Monday, September 10, 2012

Himachal Pradesh, India

   Himachal Pradesh is a state in Northern India. It is spread over 21,495 sq. mi and is bordered by Jammu and Kashmir on the north, Punjab on the west and south-west, Haryana and Uttarakhand on the south-east and by the Tibet Autonomous Region on the east.
   Himachal Pradesh is famous for its abundant natural beauty. After the war between Nepal and Britain also known as Anglo-Gorkha War, the British colonial government came into power. In 1950 Himachal was declared as a union territory but after the State of Himachal Pradesh Act 1971, Himachal emerged as the 18th state of the Republic of India. Hima means snow in Sanskrit, and the literal meaning of the state's name is in the lap of Himalayas. It was named by one of the great Sanskrit scholars of Himachal Pradesh, Acharya Diwakar Datt Sharma.
The Economy of the Himachal Pradesh is currently the third fastest growing economy in India. Himachal Pradesh has been ranked fourth in the list of the highest per capita incomes of Indian states. Due to the abundance of perennial rivers, Himachal also sells hydroelectricity to other states such as Delhi, Punjab and Rajasthan. The economy of the state is highly dependent on three sources: hydroelectric power, tourism and agriculture.

Geography and Climate

    Himachal is situated in the western Himalayas.
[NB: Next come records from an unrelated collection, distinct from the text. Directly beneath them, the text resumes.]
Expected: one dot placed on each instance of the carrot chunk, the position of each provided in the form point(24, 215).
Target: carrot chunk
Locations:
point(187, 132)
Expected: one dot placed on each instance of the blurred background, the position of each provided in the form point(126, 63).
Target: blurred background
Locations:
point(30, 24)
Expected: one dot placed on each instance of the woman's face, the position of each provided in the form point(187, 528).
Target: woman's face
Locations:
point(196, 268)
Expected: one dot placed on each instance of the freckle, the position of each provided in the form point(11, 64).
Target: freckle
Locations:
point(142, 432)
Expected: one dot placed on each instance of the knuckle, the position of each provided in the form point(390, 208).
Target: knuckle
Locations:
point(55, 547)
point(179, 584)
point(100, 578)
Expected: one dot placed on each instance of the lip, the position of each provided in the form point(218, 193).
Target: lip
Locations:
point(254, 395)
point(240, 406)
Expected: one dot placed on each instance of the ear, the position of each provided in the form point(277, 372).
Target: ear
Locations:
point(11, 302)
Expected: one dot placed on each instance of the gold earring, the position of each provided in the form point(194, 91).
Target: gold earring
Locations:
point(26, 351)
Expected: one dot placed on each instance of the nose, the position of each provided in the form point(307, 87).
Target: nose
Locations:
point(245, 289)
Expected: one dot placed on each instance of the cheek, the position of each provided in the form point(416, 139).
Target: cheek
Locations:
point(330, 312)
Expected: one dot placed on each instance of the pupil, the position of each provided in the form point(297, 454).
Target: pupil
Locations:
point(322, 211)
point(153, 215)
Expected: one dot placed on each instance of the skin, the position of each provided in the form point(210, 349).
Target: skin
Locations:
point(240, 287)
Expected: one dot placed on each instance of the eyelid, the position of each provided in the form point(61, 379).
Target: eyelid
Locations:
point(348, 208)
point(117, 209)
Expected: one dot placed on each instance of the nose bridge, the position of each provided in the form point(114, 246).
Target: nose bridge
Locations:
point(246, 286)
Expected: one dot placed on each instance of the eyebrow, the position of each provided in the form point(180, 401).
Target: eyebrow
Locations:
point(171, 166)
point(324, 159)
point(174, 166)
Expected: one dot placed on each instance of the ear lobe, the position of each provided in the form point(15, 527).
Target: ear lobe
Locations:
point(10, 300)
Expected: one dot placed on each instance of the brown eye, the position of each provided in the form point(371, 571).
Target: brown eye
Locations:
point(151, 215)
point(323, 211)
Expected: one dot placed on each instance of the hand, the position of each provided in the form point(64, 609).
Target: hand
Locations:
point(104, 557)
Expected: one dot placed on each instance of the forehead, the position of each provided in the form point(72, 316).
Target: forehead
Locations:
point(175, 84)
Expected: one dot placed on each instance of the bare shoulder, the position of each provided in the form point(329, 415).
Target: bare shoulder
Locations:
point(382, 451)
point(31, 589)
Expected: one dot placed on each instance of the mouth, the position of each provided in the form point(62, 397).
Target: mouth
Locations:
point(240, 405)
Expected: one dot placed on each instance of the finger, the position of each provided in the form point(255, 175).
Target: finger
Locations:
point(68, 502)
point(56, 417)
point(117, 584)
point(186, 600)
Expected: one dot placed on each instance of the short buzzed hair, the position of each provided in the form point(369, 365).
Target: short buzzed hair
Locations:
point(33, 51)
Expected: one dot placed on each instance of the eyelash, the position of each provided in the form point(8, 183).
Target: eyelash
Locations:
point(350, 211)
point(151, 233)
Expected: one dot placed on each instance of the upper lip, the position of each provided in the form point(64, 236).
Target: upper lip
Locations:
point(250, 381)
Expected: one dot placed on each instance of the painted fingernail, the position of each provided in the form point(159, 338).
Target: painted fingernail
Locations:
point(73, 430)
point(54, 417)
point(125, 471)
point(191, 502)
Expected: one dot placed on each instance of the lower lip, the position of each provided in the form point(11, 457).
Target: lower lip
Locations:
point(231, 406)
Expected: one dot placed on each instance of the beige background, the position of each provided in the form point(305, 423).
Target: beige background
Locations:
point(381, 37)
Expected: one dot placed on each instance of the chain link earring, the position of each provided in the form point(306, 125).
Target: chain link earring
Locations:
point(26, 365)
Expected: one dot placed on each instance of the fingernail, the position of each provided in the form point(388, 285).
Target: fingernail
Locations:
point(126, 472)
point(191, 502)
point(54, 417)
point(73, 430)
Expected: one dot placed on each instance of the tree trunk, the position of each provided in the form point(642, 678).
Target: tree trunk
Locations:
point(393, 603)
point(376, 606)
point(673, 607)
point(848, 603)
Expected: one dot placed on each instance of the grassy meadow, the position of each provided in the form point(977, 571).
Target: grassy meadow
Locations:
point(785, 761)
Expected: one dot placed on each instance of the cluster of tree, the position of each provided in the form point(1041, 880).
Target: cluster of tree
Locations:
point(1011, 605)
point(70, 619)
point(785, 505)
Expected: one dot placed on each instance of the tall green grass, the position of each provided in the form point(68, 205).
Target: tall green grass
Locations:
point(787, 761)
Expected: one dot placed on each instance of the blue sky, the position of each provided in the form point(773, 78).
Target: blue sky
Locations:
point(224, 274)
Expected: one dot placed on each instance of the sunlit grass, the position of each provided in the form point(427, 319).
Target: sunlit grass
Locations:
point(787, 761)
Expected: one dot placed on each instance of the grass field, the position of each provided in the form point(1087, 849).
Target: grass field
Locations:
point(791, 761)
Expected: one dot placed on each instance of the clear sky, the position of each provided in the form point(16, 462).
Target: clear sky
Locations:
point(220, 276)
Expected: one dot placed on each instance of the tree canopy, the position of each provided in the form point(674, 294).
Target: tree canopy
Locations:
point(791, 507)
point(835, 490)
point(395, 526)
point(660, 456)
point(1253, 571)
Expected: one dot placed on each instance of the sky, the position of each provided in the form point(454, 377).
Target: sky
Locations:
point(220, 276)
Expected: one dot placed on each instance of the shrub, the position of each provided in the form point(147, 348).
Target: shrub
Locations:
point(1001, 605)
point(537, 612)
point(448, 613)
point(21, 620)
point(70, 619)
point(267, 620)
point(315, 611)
Covering an area of 55,673 kilometres, Himachal Pradesh is a mountainous state with elevation ranging from about 350 metres to 7,000 metres above the sea level.
   The drainage system of Himachal is composed both of rivers and glaciers. Himalayan rivers criss-cross the entire mountain chain. In fact the rivers are older than the mountain system. Himachal Pradesh provides water to both the Indus and Ganges basins. The drainage systems of the region are the Chandra Bhaga or the Chenab, the Ravi, the Beas, the Sutlej and the Yamuna. These rivers are perennial and are fed by snow and rainfall. They are protected by an extensive cover of natural vegetation.
   There is great variation in the climatic conditions of Himachal due to extreme variation in elevation. The climate varies from hot and sub-humid tropical in the southern tracts to cold, alpine and glacial in the northern and eastern mountain ranges with more elevation. The state has areas like Dharamsala that receive very heavy rainfall, as well as those like Lahaul and Spiti that are cold and almost rainless. Broadly Himachal experience three seasons; hot weather season, cold weather season and rainy season. Summer lasts from mid April till the end of June and most parts become very hot with the average temperature ranging from 28 °C (82 °F) to 32 °C (90 °F). Winter lasts from late November till mid March. Snowfall is common in alpine tracts (generally above 2,200 metres (7,218 ft) i.e. in the Higher and Trans-Himalayan region).


   Himachal Pradesh is divided into 12 districts namely, Kangra, Hamirpur, Mandi, Bilaspur, Una, Chamba, Lahaul and Spiti, Sirmaur, Kinnaur, Kullu, Solan and Shimla. The state capital is Shimla which was formerly British India's summer capital under the name Shimla.

   A district of Himachal Pradesh is an administrative geographical unit, headed by a Deputy Commissioner or District Magistrate, an officer belonging to the Indian Administrative Service. The district magistrate or the deputy commissioner is assisted by a number of officers belonging to Himachal Administrative Service and other Himachal state services. Each district is subdivided into Sub-Divisions, governed by a sub-divisional magistrate, and again into Blocks. Blocks consists of panchayats (village councils) and town municipalities. A Superintendent of Police, an officer belonging to the Indian Police Service is entrusted with the responsibility of maintaining law and order and related issues of the district. He is assisted by the officers of the Himachal Police Service and other Himachal Police officials.